Supra ¶ 15 (quoting Holton, 176 Ill. 2d at 107). We subsequently cited Perkey and Davis for
the proposition that “[a] plaintiff establishes a prima facie case by presenting some evidence
on every essential element of the cause of action. (Emphasis added.)” (Internal quotation
marks omitted.) Supra ¶ 17. That statement (which did not originate in Perkey) is also a
correct statement of the law, and it does not in any way contradict the causation standard
announced in Holton. As the defendants correctly note, “the appropriate question *** is
whether plaintiff presented some expert testimony from which the jury could conclude that is
more probably true than not that defendant’s negligence cost [the plaintiff] a chance for a
better result” (emphasis added) (Krivanec v. Abramowitz, 366 Ill. App. 3d 350, 357 (2006)).
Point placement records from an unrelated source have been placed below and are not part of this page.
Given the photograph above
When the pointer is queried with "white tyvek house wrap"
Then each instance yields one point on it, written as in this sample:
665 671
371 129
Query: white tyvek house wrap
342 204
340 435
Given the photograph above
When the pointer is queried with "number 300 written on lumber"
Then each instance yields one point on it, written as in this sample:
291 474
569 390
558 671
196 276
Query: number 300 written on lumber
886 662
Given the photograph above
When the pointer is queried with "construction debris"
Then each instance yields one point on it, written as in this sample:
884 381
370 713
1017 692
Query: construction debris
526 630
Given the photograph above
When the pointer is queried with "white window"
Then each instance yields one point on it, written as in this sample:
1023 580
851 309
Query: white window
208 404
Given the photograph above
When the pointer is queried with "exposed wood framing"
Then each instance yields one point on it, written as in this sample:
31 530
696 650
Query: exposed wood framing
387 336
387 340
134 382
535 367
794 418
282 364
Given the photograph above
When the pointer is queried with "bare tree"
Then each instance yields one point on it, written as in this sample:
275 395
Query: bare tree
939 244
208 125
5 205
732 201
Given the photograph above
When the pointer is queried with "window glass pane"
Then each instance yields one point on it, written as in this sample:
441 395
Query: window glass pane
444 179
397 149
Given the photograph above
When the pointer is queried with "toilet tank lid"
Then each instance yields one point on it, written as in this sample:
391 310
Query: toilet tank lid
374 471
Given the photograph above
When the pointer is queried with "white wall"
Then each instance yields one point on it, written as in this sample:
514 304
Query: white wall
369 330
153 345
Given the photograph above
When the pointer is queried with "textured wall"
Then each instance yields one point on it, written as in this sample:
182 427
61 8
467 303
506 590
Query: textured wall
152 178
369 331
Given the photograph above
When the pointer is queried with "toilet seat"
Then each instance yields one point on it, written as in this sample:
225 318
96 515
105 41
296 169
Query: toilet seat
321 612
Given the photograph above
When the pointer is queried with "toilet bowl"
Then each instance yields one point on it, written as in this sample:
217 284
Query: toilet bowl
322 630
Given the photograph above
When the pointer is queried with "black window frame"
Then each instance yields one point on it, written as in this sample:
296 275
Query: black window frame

That is exactly the standard that we applied in this case and that our appellate court applied in
Perkey. As discussed above, we hold that Dr. Pfister’s expert opinion satisfied this standard. 8
Moreover, we disagree with the defendants’ argument that Perkey is distinguishable from
this case in any material respect. The remaining arguments the defendants raise in their
petition were adequately addressed in our initial opinion. We therefore deny the defendants’
petition for rehearing.
¶ 35 CONCLUSION
¶ 36 For the foregoing reasons, we reverse the judgment of the circuit court of Whiteside
County and remand for a new trial.
¶ 37 Reversed; cause remanded.
8
We disagree with the defendants’ suggestion that, in order for an expert’s opinion to satisfy
Holton’s causation standard, there “must be a statement by the expert that a preponderance of the
evidence shows that the alleged negligence proximately caused an increased risk of harm or lost chance
of recovery.” An expert need only offer her opinion based on a “reasonable degree of medical
certainty.” Witherell v. Weimer, 118 Ill. 2d 321, 337 (1987). She need not state, in addition, that her
causation opinion is based on the preponderance of the evidence. See id. (“An expert opinion held to a
reasonable degree of medical certainty obviously furnishes an adequate basis for a jury’s finding that
causation was proved by a preponderance of the evidence.”). It is for the jury to determine whether the
expert’s opinion establishes causation by a preponderance of the evidence after it weighs the expert’s
opinion against all the other evidence in the case.